Katha Shah — Writing Essay No. 002 · March 2025
AI · Accessibility · Deep Learning · USC

Deep Learning Meets
Accessibility: Building
Sign Language AI

Blindness cuts us off from things, but deafness cuts us off from people. — Helen Keller, American deaf-blind educator

That quote sat on the first slide of our presentation. We put it there because it said in one sentence what we were trying to solve in an entire research project — and because it reminded us, every time we looked at it, exactly who we were building for.

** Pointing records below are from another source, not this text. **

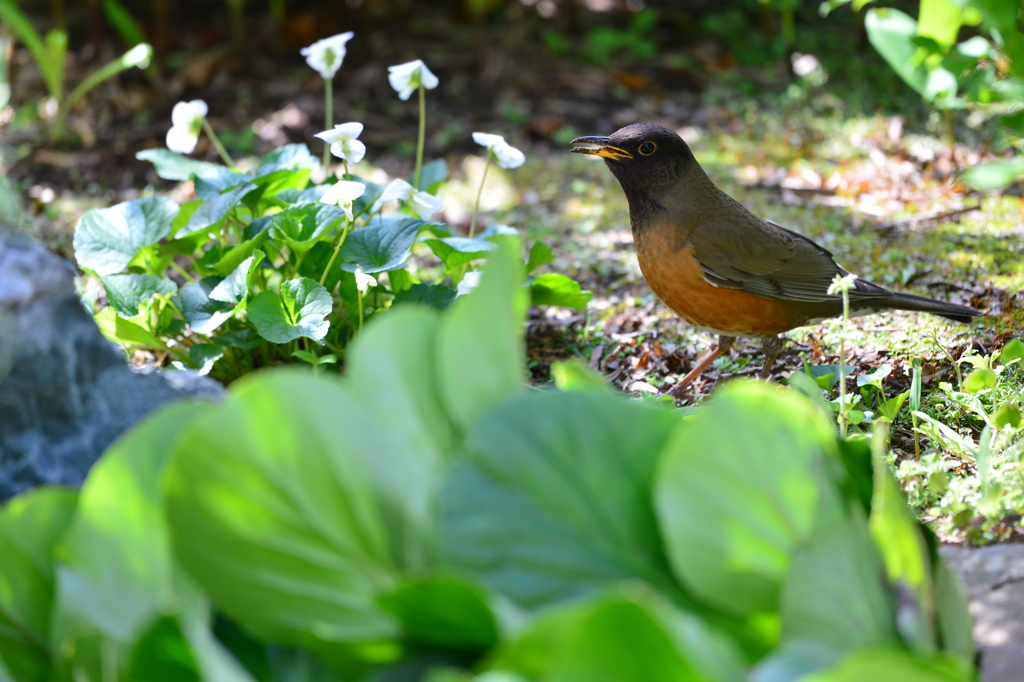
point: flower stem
(334, 256)
(423, 135)
(479, 192)
(208, 129)
(842, 364)
(328, 116)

It was 2020. A deep learning class at the University of Southern California. Four of us — a small team who shared the belief that the most interesting problems in AI weren't the ones everyone was already racing toward. We wanted to build something for people who were being left behind by the technology boom.

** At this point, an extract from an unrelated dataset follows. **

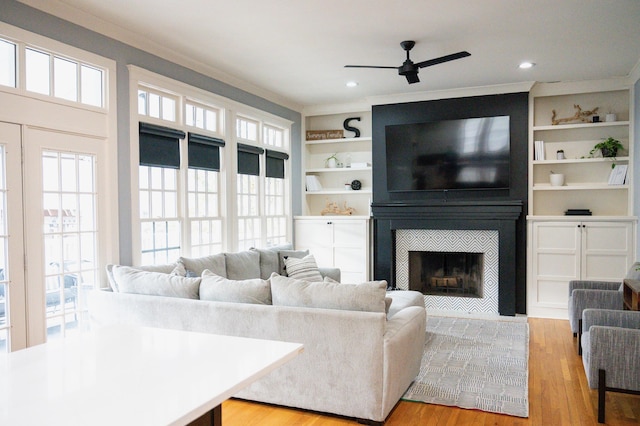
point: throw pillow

We chose Sign Language Production. Not recognition — that had been explored. Production. The reverse direction: taking a word in English and automatically generating the sign language for it. Word in. 3D skeleton out.

The Gap Nobody Had Filled

The research landscape had a strange asymmetry. Sign Language Recognition — teaching a computer to understand signing from video — had received real attention. Production, the reverse direction, was almost entirely unexplored at the end-to-end level.

What that means practically: technology could help hearing people understand someone who was deaf. But it couldn't bridge the gap the other way. A truly accessible system needs to go both directions. We decided to try building one.

Why It Was Hard

Sign language is not a simplified spoken language. It uses every part of the body simultaneously — upper body motion, hand shape and trajectory, and facial expressions. Miss any channel and the meaning changes or disappears entirely.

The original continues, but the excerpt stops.